Imagine you audit an AI hiring tool and find no evidence of adverse impact. Impact ratios are above 0.80 for all demographic groups. The tool passes the four-fifths rule. Case closed, right?
Not necessarily. There's a statistical phenomenon that can hide discrimination in plain sight: Simpson's Paradox.
What Is Simpson's Paradox?
Simpson's Paradox occurs when a trend present in several groups of data reverses when the groups are combined. In hiring data, this means aggregate results can show no disparity even when significant disparity exists within individual departments or job categories.
A Real-World Example
Let's say a company uses an AI tool across two departments: Engineering and Sales. Here's the hiring data:
Engineering Department
| Group | Applicants | Hired | Selection Rate |
|---|---|---|---|
| White | 400 | 80 | 20% |
| Black | 100 | 10 | 10% |
Engineering impact ratio for Black applicants: 10% / 20% = 0.50 (FLAG)
Sales Department
| Group | Applicants | Hired | Selection Rate |
|---|---|---|---|
| White | 100 | 60 | 60% |
| Black | 400 | 200 | 50% |
Sales impact ratio for Black applicants: 50% / 60% = 0.83 (MONITOR)
Combined (Aggregate)
| Group | Applicants | Hired | Selection Rate |
|---|---|---|---|
| White | 500 | 140 | 28% |
| Black | 500 | 210 | 42% |
Aggregate impact ratio for Black applicants: 42% / 28% = 1.50 (PASS—Black applicants appear to be favored)
The Paradox Revealed
In the aggregate data, Black applicants actually have a higher selection rate than White applicants. The tool appears to favor Black candidates!

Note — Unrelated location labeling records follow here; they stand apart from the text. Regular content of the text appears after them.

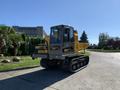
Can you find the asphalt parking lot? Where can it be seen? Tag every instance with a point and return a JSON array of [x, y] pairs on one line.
[[102, 73]]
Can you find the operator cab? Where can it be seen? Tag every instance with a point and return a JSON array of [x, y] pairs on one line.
[[61, 41]]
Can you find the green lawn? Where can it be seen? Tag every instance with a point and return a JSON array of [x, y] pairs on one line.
[[102, 50], [26, 61]]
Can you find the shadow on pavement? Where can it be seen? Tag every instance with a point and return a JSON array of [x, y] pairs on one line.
[[37, 80]]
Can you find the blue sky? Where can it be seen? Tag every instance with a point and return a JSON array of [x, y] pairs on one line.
[[93, 16]]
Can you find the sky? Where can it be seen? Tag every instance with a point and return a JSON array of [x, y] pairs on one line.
[[93, 16]]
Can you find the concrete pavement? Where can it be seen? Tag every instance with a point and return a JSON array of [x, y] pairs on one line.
[[102, 73]]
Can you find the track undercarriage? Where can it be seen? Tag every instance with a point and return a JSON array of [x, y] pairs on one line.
[[71, 64]]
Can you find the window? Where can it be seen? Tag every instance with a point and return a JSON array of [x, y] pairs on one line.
[[55, 36]]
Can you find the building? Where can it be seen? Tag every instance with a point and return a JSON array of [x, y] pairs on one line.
[[31, 31]]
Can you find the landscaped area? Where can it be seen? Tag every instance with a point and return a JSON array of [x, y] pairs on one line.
[[25, 62]]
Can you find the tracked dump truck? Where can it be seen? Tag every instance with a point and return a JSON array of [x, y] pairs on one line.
[[61, 49]]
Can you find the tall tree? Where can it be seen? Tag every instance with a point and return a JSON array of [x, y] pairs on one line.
[[84, 37]]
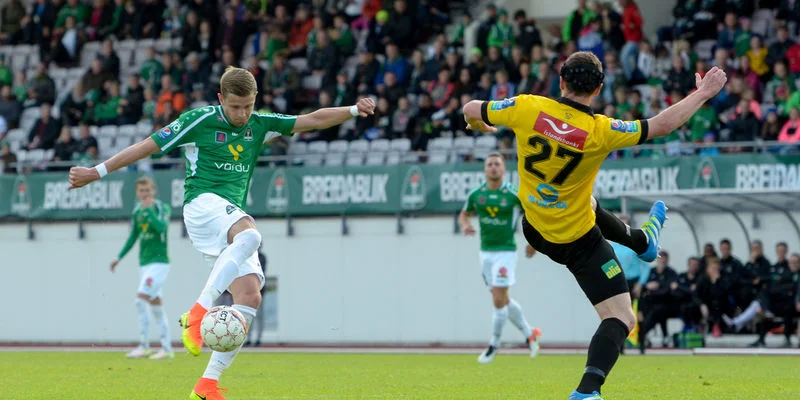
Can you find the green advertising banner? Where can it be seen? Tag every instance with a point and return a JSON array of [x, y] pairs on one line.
[[307, 191]]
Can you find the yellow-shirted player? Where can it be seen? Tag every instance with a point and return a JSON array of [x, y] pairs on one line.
[[560, 145]]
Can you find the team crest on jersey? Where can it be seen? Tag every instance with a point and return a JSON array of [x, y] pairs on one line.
[[560, 131], [165, 133]]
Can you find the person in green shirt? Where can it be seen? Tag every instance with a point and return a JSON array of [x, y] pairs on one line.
[[502, 34], [149, 226], [703, 121], [221, 145], [498, 209]]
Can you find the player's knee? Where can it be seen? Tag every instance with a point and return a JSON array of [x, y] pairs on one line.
[[250, 239]]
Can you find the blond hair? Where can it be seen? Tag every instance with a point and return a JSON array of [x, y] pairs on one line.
[[238, 82], [146, 180]]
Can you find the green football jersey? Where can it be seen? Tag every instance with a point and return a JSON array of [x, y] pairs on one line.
[[150, 225], [221, 158], [498, 212]]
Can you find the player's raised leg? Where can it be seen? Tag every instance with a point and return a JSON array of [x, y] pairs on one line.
[[246, 292], [603, 282], [244, 240]]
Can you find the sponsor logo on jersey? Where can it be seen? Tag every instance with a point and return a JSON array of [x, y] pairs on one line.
[[20, 197], [502, 272], [560, 131], [706, 176], [176, 126], [165, 133], [548, 197], [611, 268], [278, 193], [414, 192], [624, 126], [501, 105]]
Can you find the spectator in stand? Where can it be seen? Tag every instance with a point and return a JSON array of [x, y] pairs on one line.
[[95, 78], [684, 291], [576, 20], [394, 63], [502, 34], [656, 302], [65, 146], [323, 60], [133, 102], [712, 291], [169, 92], [401, 29], [10, 108], [771, 128], [728, 33], [281, 82], [87, 150], [107, 112], [109, 58], [45, 131], [41, 87], [7, 158], [632, 29]]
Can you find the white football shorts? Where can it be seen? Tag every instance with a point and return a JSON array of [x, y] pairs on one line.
[[499, 268], [151, 279]]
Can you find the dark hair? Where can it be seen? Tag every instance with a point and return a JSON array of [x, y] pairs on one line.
[[582, 73]]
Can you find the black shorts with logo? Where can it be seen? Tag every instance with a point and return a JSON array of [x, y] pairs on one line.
[[590, 259]]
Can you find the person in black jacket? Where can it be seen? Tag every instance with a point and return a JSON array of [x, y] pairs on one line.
[[684, 291], [712, 292], [656, 302]]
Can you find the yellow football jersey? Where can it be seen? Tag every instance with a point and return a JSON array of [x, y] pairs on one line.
[[560, 146]]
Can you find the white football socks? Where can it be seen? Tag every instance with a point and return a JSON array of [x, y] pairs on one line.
[[163, 327], [226, 268], [219, 362], [143, 309], [518, 319], [499, 317]]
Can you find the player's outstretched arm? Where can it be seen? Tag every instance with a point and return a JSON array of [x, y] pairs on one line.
[[82, 176], [675, 116], [327, 117]]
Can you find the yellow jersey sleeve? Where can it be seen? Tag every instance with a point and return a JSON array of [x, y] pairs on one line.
[[506, 112], [619, 134]]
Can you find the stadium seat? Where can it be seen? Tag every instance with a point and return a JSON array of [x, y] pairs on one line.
[[356, 152], [316, 153], [463, 147], [484, 145], [377, 152], [336, 152], [297, 151]]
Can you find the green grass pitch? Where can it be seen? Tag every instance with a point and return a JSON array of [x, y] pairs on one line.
[[256, 376]]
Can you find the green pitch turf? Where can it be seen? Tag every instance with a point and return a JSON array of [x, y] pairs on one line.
[[75, 375]]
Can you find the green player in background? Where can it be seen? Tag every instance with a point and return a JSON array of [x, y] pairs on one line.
[[498, 210], [149, 225]]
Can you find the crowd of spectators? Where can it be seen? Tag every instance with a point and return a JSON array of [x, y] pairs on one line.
[[719, 293], [311, 54]]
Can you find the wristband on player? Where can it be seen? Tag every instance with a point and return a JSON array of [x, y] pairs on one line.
[[101, 169]]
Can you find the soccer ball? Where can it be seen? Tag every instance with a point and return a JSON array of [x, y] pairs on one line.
[[223, 329]]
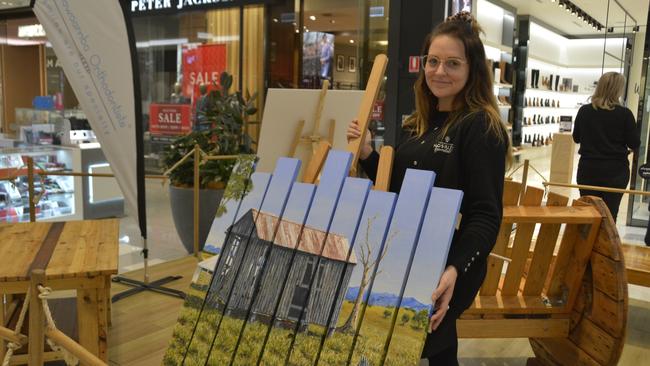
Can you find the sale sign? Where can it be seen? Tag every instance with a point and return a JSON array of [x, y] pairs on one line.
[[169, 119], [202, 64]]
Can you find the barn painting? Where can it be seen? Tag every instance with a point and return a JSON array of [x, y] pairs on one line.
[[334, 264]]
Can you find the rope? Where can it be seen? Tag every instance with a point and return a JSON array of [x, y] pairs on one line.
[[12, 346], [68, 357]]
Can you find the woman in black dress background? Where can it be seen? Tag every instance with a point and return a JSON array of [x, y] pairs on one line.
[[607, 133], [455, 131]]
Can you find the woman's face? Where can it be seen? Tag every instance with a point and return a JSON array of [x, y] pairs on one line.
[[446, 69]]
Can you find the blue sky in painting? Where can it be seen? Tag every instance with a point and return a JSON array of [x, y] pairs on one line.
[[407, 218], [431, 253], [299, 202], [284, 175], [337, 167], [378, 209], [349, 209]]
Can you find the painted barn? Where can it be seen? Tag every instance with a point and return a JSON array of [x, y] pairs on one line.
[[245, 249]]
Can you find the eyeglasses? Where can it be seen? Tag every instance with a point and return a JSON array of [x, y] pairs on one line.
[[450, 64]]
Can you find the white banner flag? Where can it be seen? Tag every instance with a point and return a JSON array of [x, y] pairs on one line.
[[91, 41]]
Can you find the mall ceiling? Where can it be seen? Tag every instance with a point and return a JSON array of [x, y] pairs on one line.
[[549, 12]]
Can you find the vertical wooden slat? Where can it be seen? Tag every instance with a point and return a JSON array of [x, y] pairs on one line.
[[384, 169], [88, 323], [296, 138], [495, 265], [521, 245], [316, 163], [543, 254], [363, 117], [36, 320]]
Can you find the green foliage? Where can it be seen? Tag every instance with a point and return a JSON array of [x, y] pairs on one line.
[[225, 113], [239, 183]]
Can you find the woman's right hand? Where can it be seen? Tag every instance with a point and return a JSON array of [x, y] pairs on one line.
[[354, 132]]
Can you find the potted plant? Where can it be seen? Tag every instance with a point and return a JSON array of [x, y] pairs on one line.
[[220, 132]]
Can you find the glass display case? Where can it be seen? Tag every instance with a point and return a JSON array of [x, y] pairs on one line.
[[57, 193]]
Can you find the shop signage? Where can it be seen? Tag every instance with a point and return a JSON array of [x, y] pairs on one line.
[[148, 7], [169, 119], [31, 31], [414, 64], [378, 111], [566, 123], [644, 171], [202, 64]]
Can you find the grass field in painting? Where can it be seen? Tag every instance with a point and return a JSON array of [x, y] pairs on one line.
[[405, 348]]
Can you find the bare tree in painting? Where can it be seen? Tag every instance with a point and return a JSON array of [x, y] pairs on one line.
[[365, 258]]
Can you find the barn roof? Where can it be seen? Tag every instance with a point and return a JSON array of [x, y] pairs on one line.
[[336, 248]]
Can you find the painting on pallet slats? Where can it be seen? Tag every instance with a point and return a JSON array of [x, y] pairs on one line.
[[428, 258], [242, 183], [336, 274]]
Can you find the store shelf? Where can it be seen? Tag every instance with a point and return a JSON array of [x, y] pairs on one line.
[[556, 92], [547, 108]]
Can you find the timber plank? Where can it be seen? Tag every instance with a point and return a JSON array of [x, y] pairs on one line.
[[521, 244], [18, 248], [543, 252], [495, 265], [561, 351], [637, 264], [507, 328], [551, 215], [605, 274], [513, 304]]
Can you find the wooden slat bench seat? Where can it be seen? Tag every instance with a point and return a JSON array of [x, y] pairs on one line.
[[565, 286]]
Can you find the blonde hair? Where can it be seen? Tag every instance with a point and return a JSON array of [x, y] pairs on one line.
[[609, 91], [477, 95]]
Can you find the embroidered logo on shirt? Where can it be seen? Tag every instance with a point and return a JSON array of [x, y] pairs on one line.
[[445, 147]]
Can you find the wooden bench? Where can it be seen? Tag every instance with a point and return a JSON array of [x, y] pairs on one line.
[[565, 288]]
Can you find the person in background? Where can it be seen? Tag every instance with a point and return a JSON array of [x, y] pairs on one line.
[[457, 132], [607, 133]]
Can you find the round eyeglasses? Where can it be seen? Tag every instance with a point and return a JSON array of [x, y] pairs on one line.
[[451, 64]]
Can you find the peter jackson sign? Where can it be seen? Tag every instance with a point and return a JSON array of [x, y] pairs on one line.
[[146, 7]]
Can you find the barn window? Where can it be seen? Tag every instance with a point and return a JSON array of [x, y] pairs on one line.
[[230, 259]]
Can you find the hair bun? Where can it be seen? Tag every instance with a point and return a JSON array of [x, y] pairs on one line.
[[467, 18]]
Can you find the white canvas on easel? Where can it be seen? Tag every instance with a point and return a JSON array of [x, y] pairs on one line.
[[285, 108]]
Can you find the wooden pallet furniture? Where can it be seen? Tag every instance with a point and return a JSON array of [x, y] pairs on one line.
[[75, 255], [637, 263], [565, 289]]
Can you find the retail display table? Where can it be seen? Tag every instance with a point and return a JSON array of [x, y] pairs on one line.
[[76, 255]]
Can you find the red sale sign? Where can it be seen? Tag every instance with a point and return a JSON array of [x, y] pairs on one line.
[[169, 119], [202, 64]]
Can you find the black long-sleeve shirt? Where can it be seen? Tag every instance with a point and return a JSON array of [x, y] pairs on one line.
[[469, 158], [605, 134]]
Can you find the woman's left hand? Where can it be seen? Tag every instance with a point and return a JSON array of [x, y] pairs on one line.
[[442, 296]]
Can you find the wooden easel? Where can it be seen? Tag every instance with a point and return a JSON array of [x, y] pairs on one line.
[[314, 138], [321, 147]]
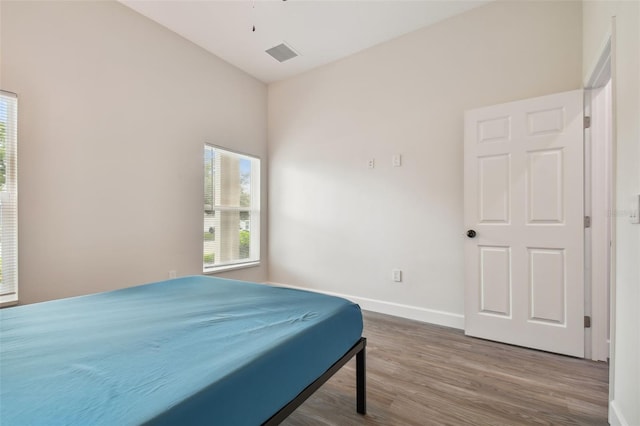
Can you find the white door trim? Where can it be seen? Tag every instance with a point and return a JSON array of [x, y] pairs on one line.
[[598, 206]]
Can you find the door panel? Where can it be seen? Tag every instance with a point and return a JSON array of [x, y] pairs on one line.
[[524, 199]]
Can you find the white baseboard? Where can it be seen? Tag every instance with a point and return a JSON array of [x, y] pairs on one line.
[[615, 416], [431, 316]]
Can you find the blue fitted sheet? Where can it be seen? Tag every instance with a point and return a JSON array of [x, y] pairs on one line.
[[194, 350]]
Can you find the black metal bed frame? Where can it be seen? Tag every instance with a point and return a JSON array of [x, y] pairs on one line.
[[361, 398]]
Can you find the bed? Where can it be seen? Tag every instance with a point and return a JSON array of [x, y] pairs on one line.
[[192, 350]]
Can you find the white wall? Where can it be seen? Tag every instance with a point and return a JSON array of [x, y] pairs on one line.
[[340, 227], [597, 25], [114, 111]]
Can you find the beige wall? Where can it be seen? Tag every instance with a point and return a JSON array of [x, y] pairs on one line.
[[597, 24], [341, 227], [114, 111]]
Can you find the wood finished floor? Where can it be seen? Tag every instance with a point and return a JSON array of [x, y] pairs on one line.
[[422, 374]]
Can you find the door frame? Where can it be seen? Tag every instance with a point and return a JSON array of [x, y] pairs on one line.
[[601, 175]]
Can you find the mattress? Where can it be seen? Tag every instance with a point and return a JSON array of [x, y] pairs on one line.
[[193, 350]]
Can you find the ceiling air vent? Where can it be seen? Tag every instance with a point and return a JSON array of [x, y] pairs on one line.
[[281, 52]]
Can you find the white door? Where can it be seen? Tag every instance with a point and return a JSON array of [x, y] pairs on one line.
[[523, 190]]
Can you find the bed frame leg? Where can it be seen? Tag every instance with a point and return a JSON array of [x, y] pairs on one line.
[[361, 386]]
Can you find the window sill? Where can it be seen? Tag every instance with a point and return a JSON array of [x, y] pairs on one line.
[[225, 268]]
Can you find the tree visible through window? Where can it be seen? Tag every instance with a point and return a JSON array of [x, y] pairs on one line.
[[231, 208], [8, 198]]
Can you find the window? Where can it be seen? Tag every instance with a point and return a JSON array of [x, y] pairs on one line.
[[8, 198], [231, 209]]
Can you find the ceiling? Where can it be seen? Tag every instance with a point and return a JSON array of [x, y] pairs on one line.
[[320, 31]]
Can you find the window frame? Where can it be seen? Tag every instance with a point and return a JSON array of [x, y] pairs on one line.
[[9, 206], [253, 209]]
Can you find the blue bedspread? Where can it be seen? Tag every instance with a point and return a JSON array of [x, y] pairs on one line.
[[194, 350]]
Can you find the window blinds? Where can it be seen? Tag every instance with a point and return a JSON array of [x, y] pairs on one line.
[[8, 198]]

But within each department, Black applicants have a lower selection rate. In Engineering, the impact ratio is 0.50—severe adverse impact.
What happened? Simpson's Paradox. Two confounding factors combined:
- Black applicants disproportionately applied to Sales (400 of 500) while White applicants disproportionately applied to Engineering (400 of 500)
- Sales has a much higher overall selection rate than Engineering
The higher baseline selection rate in Sales "masks" the within-department disparity when data is combined.
Why This Matters for Bias Audits
An audit that only looks at aggregate data would conclude this tool has no adverse impact. But within Engineering, Black applicants are being selected at half the rate of White applicants. That's a serious problem.
This is why NYC LL144's requirement for intersectional analysis is important—but even that may not catch Simpson's Paradox if the stratification is by demographics only, not by department.
How Paritas Handles It
Every Paritas audit includes Simpson's Paradox detection:
- We stratify results by job category and department (when data is available)
- We compare aggregate impact ratios to stratified impact ratios
- We flag cases where results reverse upon stratification
- We recommend deeper investigation when paradoxical patterns appear
The aggregate numbers might look fine. The department-level numbers tell the real story.